Он на мгновение задумался. Затем взял со стола телеграфный бланк и написал: «Друг вашей дочери, Жан-Батист Деспьер, сообщил мне о желании Вероники работать в парижском бюро путешествий. Бюро, интересы которого я представляю, ищет молодую женщину, владеющую итальянским, французским и английским. Буду признателен, если вы сообщите адрес Вероники или телефон, по которому можно с ней связаться». Джек указал в конце свою фамилию и адрес гостиницы, где он проживал.

– Думаю, такой текст подойдет, – сказал он, протягивая листок Брезачу. – Переведи.

Парень прочитал послание.

– Она знает еще испанский, – заметил он. Добавь это.

Резкость и бравада Брезача исчезли, он казался беспомощным и грустным. Парень закончил переводить, протянул бланк клерку и не позволил Джеку расплатиться.

– Я больше, чем вы, заинтересован в том, чтобы она нашлась, – упрямо сказал он. – Что бы вы ни говорили.

Джек и венгр стояли возле залитой неоновым светом хромированной стойки бара, где размещался громадный аппарат для приготовления кофе espresso. Телефон находился в глубине бара; они видели, как Роберт опускает в щель один жетон за другим и терпеливо набирает номер, с отчаянием вешает трубку и начинает все заново. Он обзванивал друзей Вероники. Джек пил бренди, венгр потягивал вермут. В дальнем углу бара стоял китайский бильярд. Возле него толпилась молодежь, наблюдавшая за игрой. Когда шарик попадал в цель, раздавался звон.

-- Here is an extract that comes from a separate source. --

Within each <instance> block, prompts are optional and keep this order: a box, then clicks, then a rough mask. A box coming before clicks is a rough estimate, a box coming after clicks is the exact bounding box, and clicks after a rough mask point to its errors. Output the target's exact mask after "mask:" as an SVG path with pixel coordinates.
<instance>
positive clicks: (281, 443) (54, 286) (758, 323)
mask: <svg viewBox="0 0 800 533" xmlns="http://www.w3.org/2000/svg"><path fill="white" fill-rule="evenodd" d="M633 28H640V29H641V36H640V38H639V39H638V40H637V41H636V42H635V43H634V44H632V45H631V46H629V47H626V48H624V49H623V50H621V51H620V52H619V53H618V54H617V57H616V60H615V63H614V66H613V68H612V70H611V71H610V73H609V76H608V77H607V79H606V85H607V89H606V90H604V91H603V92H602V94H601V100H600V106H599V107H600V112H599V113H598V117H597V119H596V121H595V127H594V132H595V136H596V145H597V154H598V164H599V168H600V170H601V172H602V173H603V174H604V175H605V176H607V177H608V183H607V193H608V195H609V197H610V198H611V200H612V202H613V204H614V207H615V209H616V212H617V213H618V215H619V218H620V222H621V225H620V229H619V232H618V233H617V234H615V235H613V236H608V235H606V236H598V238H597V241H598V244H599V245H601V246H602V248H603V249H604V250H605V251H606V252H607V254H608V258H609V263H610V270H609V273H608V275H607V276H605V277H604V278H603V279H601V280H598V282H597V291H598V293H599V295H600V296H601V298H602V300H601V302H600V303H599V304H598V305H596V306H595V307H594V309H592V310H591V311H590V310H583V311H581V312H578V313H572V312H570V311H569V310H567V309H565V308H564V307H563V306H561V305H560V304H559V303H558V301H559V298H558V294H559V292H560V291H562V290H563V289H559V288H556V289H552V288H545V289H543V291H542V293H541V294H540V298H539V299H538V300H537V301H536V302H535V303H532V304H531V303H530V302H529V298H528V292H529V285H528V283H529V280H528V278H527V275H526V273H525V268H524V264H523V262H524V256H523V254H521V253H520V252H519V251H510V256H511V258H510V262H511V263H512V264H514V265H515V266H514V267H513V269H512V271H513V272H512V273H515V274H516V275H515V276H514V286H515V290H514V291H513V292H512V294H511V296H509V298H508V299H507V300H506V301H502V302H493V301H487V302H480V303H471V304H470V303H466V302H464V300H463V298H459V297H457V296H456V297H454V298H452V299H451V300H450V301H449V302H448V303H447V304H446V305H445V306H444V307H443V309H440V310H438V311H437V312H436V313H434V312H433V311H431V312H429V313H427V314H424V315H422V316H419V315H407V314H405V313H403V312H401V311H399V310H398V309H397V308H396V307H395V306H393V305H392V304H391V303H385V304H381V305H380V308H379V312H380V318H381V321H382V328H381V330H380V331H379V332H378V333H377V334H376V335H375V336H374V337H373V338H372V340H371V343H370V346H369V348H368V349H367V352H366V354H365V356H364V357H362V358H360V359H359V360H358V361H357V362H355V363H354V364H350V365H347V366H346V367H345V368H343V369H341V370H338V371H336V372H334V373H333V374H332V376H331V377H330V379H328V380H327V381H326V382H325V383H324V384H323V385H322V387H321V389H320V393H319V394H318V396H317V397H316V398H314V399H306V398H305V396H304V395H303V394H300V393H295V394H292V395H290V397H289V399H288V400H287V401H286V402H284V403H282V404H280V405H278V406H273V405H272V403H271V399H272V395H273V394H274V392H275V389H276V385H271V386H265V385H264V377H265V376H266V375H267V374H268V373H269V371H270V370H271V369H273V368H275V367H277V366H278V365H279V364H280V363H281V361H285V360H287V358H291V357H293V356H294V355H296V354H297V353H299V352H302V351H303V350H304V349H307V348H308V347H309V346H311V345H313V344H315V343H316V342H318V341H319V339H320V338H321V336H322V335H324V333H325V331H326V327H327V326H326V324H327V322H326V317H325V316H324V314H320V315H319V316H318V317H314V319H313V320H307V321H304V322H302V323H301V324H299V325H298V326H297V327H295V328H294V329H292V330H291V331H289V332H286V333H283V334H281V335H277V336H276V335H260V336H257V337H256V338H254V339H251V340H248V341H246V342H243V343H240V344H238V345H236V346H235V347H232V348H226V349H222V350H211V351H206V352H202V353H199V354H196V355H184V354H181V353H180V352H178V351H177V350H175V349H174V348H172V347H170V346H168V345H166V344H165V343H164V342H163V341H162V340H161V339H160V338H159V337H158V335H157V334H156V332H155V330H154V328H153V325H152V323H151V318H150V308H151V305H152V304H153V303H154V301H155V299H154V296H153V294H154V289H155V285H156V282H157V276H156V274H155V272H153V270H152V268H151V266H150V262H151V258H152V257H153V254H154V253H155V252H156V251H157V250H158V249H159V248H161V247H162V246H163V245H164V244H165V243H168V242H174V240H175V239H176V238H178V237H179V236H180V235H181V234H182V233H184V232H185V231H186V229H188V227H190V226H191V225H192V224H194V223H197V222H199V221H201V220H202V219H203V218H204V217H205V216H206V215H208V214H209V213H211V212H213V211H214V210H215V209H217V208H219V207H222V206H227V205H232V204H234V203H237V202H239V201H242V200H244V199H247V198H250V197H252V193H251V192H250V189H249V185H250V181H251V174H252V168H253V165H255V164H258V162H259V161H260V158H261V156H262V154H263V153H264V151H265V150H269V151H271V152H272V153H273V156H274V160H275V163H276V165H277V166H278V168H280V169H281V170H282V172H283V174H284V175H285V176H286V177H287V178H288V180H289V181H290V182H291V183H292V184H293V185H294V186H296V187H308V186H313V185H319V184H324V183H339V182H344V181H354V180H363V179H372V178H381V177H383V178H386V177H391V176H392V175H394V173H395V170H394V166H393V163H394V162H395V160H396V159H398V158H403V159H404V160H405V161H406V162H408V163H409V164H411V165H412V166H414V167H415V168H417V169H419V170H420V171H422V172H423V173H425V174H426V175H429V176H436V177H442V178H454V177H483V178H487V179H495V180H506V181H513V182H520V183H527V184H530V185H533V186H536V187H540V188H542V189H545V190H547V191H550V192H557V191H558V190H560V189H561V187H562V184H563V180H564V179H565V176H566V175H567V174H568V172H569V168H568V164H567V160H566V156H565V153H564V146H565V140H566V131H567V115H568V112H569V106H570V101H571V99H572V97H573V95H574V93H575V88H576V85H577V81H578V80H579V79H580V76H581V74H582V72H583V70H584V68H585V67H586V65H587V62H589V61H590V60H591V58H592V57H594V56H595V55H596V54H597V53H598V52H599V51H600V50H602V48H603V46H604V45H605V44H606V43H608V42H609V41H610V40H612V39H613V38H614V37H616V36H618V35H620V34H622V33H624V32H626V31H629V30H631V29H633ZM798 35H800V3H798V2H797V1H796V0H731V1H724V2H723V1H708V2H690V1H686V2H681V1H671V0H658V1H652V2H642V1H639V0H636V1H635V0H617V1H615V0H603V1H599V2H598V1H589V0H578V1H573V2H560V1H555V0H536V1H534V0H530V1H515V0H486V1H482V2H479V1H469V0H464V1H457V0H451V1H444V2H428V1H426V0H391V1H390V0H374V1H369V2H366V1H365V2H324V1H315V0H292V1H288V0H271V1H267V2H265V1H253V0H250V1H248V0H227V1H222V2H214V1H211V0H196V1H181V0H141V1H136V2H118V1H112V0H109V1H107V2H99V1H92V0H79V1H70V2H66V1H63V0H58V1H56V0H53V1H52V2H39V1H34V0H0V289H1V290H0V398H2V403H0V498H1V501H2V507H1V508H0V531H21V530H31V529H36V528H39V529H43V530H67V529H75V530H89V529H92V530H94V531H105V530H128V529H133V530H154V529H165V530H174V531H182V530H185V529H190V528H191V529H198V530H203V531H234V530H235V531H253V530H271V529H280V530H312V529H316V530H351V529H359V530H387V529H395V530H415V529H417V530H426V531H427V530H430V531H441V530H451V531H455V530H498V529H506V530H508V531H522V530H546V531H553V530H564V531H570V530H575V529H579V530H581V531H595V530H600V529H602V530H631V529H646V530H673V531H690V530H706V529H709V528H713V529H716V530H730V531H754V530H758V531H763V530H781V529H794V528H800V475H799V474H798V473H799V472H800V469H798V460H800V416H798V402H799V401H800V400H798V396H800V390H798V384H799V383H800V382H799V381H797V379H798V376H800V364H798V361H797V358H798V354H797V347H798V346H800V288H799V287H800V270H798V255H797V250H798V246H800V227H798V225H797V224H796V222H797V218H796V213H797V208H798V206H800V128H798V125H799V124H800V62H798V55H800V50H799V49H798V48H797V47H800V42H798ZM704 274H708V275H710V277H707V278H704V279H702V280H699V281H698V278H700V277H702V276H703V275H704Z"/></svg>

– Он добрый человек, – сказал Макс, кивнув в сторону Брезача. – Редко встречаешь столь отзывчивых людей его возраста. Я знаю Роберта больше года, с момента моего приезда сюда; он одел меня, порой кормил, а теперь приютил у себя. Несмотря на то, что нам приходится спать на одной кровати. Но он знал, что я жил в комнате с четырьмя другими людьми и спал на полу. Должен признаться, он изменил мое представление об американцах.

– Не спешите с выводами, – сказал Джек, потягивая бренди. – Не все американцы такие. И слава Богу.

– Он – человек, рожденный для печали, – произнес Макс. – Поэтому хорошо понимает горести других. Жаль, что у него так вышло с девушкой. Он ее сильно любит. Слишком сильно. Поэтому она и ушла от него. Если любишь кого-то столь сильно, это следует скрывать. В целях самозащиты. Он хотел владеть каждой минутой ее жизни. Это неправильно. Когда пьешь вино любви, кое-что надо оставлять в бокале.

Джек посмотрел на Макса с любопытством и уважением. Он уже давно не слышал столь верного и трезвого суждения о любви.

– Скажите, – произнес Джек, – где вы научились гак хорошо говорить по-английски? Макс улыбнулся.

– Мне пятьдесят лет, – сказал он. – Я родился в состоятельной семье. Когда я был ребенком, богатые люди выписывали нянь из Англии. К тому же я проучился два года в английской школе.

– Во время войны вы находились в Венгрии? – поинтересовался Джек.

Подобный вопрос он задавал многим европейцам, чьи страны воевали на стороне гитлеровской Германии.

– Какой войны? – спросил Макс.

– Второй мировой, уточнил Джек.

Ему как-то не пришло в голову, что венгр может называть войной несколько кровавых дней будапештского восстания.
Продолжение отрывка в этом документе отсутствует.